Details of the Tumbler Ridge shooter’s ChatGPT interactions were not discussed at the meeting because of the continuing RCMP investigation.
The meeting, held at the Department of Innovation, Science and Technology, was also attended by the Minister of Public Safety, Gary Anandasangaree; the Minister of Justice and Attorney-General of Canada, Sean Fraser; and Marc Miller, the Canadian Identity Minister.
In a statement after the meeting, Mr. Solomon said the ministers had made it clear “that Canadians expect credible warning signs of serious violence to be escalated in a timely and responsible way.”
He added, “Internal review alone is not sufficient when public safety is at stake.”
The discussions focused on how an “imminent and credible risk” is identified by the tech company, how cases move from automated detection to human review, and how referrals are handled, particularly when young people may be involved.
“We expressed our disappointment that no substantial new safety measures were presented at this time,” he said.
Online harms bill needs framework for reporting threats in AI chats, experts say
OpenAI told the ministers it plans to return shortly “with more concrete proposals tailored to the Canadian context,” according to the statement.
“We are reviewing broader measures to ensure that AI systems and platforms operating in Canada have clear standards and accountability,” Mr. Solomon said.
Mr. Miller’s department is working on an online harms bill for an expected introduction later this year.

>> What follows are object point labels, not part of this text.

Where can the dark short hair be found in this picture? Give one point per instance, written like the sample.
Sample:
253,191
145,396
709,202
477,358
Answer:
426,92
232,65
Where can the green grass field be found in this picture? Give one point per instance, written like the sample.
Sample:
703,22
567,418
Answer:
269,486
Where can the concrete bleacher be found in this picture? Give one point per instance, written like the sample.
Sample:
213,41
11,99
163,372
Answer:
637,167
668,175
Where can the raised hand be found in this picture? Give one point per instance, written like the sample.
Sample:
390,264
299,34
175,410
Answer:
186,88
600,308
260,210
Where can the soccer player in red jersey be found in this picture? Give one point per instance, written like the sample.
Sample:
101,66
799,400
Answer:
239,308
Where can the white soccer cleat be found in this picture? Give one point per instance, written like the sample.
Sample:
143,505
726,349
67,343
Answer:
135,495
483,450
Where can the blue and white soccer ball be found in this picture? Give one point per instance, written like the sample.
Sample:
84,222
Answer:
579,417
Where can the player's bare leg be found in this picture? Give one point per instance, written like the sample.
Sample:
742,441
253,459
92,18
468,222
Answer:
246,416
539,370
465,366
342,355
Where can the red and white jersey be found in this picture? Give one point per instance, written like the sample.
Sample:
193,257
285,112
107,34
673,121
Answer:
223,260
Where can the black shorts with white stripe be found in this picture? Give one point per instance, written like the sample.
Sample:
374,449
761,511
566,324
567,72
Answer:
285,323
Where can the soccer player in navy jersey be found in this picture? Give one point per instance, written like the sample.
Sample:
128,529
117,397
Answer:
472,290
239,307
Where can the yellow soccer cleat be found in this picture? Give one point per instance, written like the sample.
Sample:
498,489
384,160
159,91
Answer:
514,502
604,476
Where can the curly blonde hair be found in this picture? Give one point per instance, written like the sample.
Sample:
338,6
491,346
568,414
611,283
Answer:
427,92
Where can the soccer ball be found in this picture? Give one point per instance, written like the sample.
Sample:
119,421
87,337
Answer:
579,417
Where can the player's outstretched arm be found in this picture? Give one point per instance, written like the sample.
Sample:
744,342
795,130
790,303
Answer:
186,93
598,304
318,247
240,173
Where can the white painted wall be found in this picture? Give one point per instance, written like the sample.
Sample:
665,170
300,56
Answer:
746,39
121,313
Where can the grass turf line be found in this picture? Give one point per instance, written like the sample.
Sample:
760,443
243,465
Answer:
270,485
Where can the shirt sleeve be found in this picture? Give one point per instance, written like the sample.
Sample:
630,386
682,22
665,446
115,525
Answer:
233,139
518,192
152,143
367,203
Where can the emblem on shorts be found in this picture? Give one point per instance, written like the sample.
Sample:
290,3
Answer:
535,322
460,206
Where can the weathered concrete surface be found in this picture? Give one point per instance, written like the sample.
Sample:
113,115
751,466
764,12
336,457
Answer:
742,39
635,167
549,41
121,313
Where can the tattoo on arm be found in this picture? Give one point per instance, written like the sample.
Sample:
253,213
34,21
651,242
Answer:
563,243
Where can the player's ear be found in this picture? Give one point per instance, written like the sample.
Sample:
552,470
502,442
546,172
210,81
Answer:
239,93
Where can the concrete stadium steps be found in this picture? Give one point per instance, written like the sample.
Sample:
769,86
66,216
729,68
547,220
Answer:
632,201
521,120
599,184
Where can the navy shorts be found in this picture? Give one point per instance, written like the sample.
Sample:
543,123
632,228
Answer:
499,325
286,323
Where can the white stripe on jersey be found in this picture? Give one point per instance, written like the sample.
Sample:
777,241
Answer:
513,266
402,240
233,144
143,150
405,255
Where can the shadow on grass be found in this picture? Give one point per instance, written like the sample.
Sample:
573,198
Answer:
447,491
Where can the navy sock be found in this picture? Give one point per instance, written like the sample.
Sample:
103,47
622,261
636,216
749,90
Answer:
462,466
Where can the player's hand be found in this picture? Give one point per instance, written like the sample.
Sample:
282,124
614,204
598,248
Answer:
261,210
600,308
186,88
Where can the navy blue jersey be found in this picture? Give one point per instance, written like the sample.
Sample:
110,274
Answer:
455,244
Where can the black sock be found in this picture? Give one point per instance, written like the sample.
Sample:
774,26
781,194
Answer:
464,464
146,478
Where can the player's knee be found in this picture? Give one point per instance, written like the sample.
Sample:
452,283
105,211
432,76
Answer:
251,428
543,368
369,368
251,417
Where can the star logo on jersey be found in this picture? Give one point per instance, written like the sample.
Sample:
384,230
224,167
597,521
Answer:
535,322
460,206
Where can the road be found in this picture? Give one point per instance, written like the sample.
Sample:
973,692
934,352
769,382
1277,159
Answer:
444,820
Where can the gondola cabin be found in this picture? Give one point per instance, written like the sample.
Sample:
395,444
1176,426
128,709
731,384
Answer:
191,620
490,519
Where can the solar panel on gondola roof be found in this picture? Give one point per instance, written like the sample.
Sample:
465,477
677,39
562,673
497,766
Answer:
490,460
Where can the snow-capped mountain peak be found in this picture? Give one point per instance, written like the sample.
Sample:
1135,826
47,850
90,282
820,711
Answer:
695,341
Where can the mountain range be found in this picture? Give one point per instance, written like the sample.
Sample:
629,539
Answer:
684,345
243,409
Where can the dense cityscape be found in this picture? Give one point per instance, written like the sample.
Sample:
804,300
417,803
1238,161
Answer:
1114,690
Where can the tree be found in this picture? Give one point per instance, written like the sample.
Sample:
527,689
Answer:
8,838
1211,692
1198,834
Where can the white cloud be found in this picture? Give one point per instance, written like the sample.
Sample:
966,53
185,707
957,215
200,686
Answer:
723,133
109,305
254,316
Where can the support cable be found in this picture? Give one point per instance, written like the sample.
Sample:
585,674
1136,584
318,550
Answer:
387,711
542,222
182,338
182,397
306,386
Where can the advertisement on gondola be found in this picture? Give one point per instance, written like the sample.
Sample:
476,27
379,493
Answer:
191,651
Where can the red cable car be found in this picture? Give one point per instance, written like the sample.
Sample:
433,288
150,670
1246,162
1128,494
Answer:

In a recent interview with The Globe and Mail, he indicated that AI chatbots’ interactions with young and vulnerable people were likely to be addressed by that bill.
Taylor Owen, founding director of McGill University’s Centre for Media, Technology and Democracy, and a member of the federal task force advising Ottawa on its forthcoming AI strategy, wrote to Mr. Solomon and Mr. Miller on Tuesday warning that the failure to report the shooter’s posts exposes a gaping hole in Canadian regulations of AI chatbots.
“This tragedy has become another example of real-world harms caused by AI systems,” he wrote.
Mr. Owen said summoning OpenAI to explain its safety protocols was “the right instinct” by Mr. Solomon, but he said this should not have been necessary.
“Had Canada established an online safety regulator that included chatbots in its scope, the government would already know how these companies flag dangerous content, what their escalation thresholds are, how they handle cross-border referrals, and whether their systems are adequate,” he wrote.
The government response should not be to require AI companies to monitor and report private conversations with chatbots to law enforcement, as this raises serious privacy concerns, he added.
“What is needed is a broader regulatory framework that addresses the upstream design decisions and safety architectures that allowed these situations to arise in the first place.”
OpenAI confirmed Friday that the shooter’s account was banned last June for violating the company’s usage policy, but said that her activity did not meet the company’s threshold for notifying law enforcement. A user’s messages to the chatbot would have to indicate an “imminent and credible risk of serious physical harm to others” for that threshold to be met, OpenAI said in a statement.